Light as a Feather

Posted: October 24, 2016 in Uncategorized

Just recently I traveled to Nova Scotia to attend the Celtic music Festival, Celtic Colours, on Cape Breton island. This long-standing festival brings in the best from the Celtic music scene and gathers them in one place and time. It was outstanding. Until the hurricane moved up the coast and inundated us, that is. But that is another story.

We stayed at a B&B on the northern coast of Nova Scotia on the way. The innkeeper, June, had just lost her husband little more than a month before. She was a descendant of those hardy Scots who immigrated in the 18th and 19th centuries to Canada. June did it all. She tended the property and grounds, cared for the guests and fed them.

In the morning I arose early before any of the other guests and made my way downstairs, book in hand, searching for a little space for quiet time and a cup of coffee. What I found was June already up and preparing the breakfast. The big cast iron skillet held the frying bacon on the stove top at the same time that bread was baking in the oven. I pulled up a stool to the kitchen counter and warmed my hands around the coffee cup as I breathed in the smells of breakfast on the way.

Since I noticed June wearing a cross and had seen some other spiritual themes in her home I felt comfortable in sharing a bit of what I was reading with her, a book that explored finding the mysterious presence of God even in the midst of adversity. After I read a short quote June thought for a moment, looked out the big double doors that led to her back yard and the marshy bay beyond it. “You never know what’s out there,” she said. And then she shared a story.

“I lost my husband about a month ago and my three grandchildren took it really hard. But of the three the one granddaughter was just inconsolable. There is nothing I could say or do to comfort this sad little girl. Then one day, maybe two weeks ago, she was with me at the house when we heard this loud screech from the back.

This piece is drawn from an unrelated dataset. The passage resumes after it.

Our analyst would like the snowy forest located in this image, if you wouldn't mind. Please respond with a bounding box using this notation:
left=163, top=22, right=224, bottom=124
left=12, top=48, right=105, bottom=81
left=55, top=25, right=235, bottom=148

Being situated on the seacoast June was used to the calls of birds, but this was different.

“I asked my granddaughter to come with me and we went out into the back yard. We heard another screech, looked up, and in the tree twenty feet above us perched a bald eagle. We just stood there, looking, frozen, and he looked back at us.”

What the family knew was that her deceased husband was a free spirit, and his totem, his animal mascot on this planet, was the eagle.

“We just stood there for maybe a minute and then he lifted off with those powerful wings and screeched as he flew out and away toward the sea. We just watched him and my granddaughter lifted up her arms as though giving some hug to the sky. As he departed he left behind a down feather, that silky wisp of down under the feathers, and it began to slowly, slowly waft down toward us, floating earthward, twirling, and gentle as a breath it came to rest in the palm of one of my granddaughter’s outstretched hands.”

They took it inside and June placed it in a shadow box that would reside in her down-feather-in-handgranddaughter’s bedroom. And that was the end of her grieving.

“You never know what’s out there,” June said. “You have to keep watching and waiting and trusting.”